# Career advice



## santhosh93499 (Dec 3, 2014)

Hi everyone, this is the first time I'm posting a thread in this forum, I am currently working as a Senior Analyst(IT Operations) after completing Graduation, in the present company after a year one can switch domain with certification, so I want to know which is the best certification with high salary and scope of job in the current market(India) out of the following.
SAB BASIS Competent 
HP UX 
Linux 
AIX 
Sun Solaris 
VMware 
Windows & AD 
Sybase 
CFS ITIL 
Exadata Administration 
Apache 
JBOSS 
Web sphere 
DB2 
End point security 
Exchange / Lync 
Citrix 
SharePoint 
Network Voice (Cisco) 
ICC 
IBM Web sphere Data Power XI52 – SOA Appliance 
IBM MQ/MB (IBM Messages Queue/Message Broker
Web Methods Integration Server 
Hyper V 
I am very much interested in IT security but there is no option to switch, and also please let me know which certification I should do inorder to start career in IT Security.
Thanks.


----------



## BosonMichael (Nov 1, 2011)

My apologies - I don't know how it works in India. But in the US, employers don't hire on the basis of certification and degrees alone.
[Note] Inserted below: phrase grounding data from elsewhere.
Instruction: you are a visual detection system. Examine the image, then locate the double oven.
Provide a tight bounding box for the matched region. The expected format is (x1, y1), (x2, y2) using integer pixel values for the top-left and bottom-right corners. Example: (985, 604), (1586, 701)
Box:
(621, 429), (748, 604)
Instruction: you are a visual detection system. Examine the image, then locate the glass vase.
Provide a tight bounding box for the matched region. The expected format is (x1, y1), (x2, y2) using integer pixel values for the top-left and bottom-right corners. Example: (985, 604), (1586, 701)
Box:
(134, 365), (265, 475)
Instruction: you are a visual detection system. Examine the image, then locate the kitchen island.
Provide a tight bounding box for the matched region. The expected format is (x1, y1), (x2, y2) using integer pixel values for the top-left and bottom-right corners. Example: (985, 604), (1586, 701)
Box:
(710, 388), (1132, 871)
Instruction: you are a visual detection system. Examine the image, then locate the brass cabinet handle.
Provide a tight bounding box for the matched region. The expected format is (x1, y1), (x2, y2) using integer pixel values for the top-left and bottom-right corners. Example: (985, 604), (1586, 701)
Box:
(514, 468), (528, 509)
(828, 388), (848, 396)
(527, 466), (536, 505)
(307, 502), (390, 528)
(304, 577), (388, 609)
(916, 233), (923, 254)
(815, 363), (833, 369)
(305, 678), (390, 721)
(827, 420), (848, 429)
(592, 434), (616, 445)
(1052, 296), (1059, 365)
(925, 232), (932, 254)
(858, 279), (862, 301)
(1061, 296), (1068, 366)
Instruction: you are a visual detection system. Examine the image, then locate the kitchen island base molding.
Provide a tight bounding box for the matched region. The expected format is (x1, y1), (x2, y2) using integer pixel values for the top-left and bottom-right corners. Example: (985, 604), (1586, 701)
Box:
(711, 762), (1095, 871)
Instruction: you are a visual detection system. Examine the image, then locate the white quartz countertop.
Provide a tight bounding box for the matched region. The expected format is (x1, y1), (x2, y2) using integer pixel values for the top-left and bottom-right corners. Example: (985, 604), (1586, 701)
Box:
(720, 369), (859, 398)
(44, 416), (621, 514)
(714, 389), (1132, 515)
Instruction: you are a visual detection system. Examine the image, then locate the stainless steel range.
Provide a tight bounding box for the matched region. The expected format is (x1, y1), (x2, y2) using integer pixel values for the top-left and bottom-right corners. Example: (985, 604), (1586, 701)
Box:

All of the certifications you describe above are designed for people who already have experience administering those technologies. Said differently, certification is designed not to show employers what you want to be doing, but as validation of real-world experience you already have. So I would recommend that you pursue certifications for what you already have experience doing (not training or book learning, but real-world experience).


----------



## itxpert7 (Nov 8, 2012)

Then start from CompTIA's Security+ certification. This will give you a fairly good idea about what is involved in IT Security.

Pick the certification/IT field which interests you the most. If you don't want to get up in the morning because you hate what you do at work, then it wouldn't matter which cert you do. Hope you get my point. 

Good luck


----------



## ccnpninja (Jan 28, 2015)

It really does not matter how many certs. What matters is: do you know the material well?


----------